January 26, 2012 - 03:45 PM ET

By Jay Boehmer

Buoyed by airfare growth and what executives characterized as unflagging business demand, Delta Air Lines, United Airlines and US Airways during quarterly earnings calls this week reported year-over-year double-digit percentage increases in corporate revenues for the last three months of 2011. Those carriers expect business traffic and corporate spending this year to steadily grow.

Delta's fourth-quarter corporate revenues grew by 15 percent year over year, while United reported a 13 percent increase, with corporate yields—a representation of average fare per mile—up 9 percent. US Airways, meanwhile, reported an 11 percent increase in overall passenger revenue per available seat mile.

So far, demand this year appears to be building on that base. Calling the second week in January "typically the largest booking week of the year"—as business travelers return to work and leisure travelers set spring and summer vacations—US Airways president Scott Kirby said the carrier's "booked revenue was up 35 percent year-over-year in that week." Booked corporate revenue, he added, "is up almost 30 percent year-to-date in 2012."

"If anything, the new year has seen a step up in business demand from the already-strong levels that we saw in the second half of 2011," Kirby continued. "As a result of the strong demand environment, the pricing environment also remains strong and the industry is successfully recovering high fuel prices."

At United, "the majority of our global corporate accounts expect 2012 travel volumes to be flat to up and travel spend to moderately increase versus 2011, with first-quarter trends expected to mimic the full year," according to chief revenue officer Jim Compton.

Delta president Ed Bastian noted that financial services clients last quarter spent 18 percent more year over year, while revenue from technology clients grew 15 percent and manufacturing clients spent 10 percent more. While airlines last fall cited softness in the banking sector, Delta reported 5 percent fourth-quarter revenue growth from that segment.

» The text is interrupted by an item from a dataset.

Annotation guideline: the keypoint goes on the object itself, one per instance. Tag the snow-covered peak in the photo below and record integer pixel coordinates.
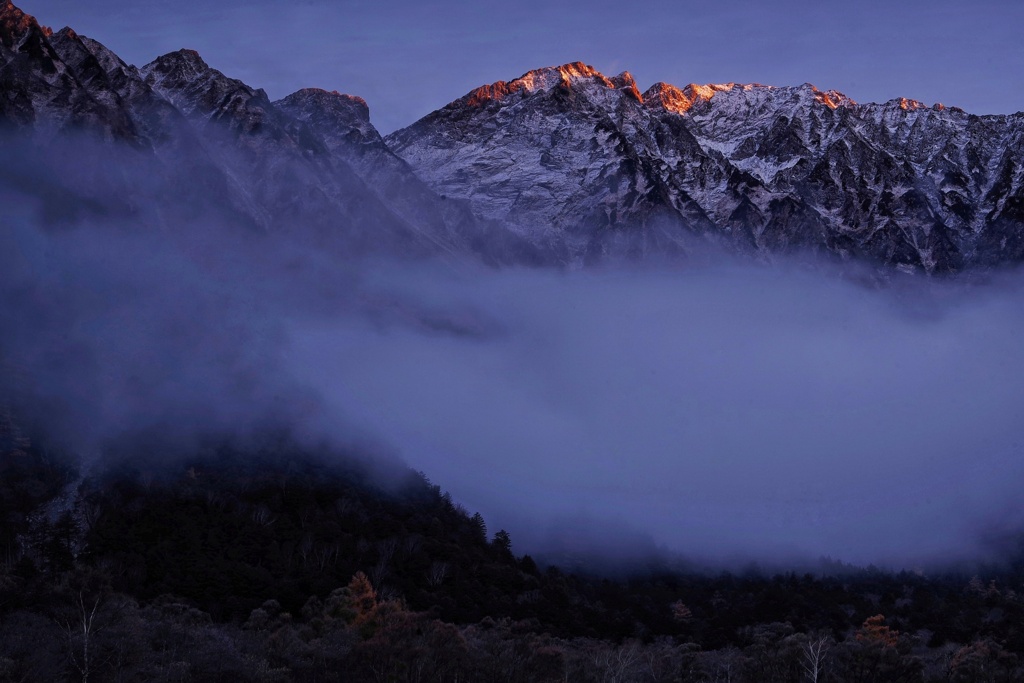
(15, 25)
(730, 95)
(567, 76)
(340, 118)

Meanwhile, airline executives said that economic troubles in the eurozone have yet to significantly impact demand or revenue. "The corporate base really hasn’t shown much weakness in the European side," Bastian said. Kirby claimed US Airways "simply did not see any evidence of macroeconomic weakness in our business. That was true even across the Atlantic."

Though less reliant than its network carrier competitors on corporate travel revenues, Southwest Airlines similarly pointed to strength in business travel demand for the last quarter of 2011 and into 2012.

American Airlines likely won't publicly report corporate revenue performance as its parent company, AMR, restructures under bankruptcy court protection. J.P. Morgan analysts in a recent research note wrote, "We believe AMR is sacrificing share to others (GDS/OTA issues, weakening corporate share, etc.)."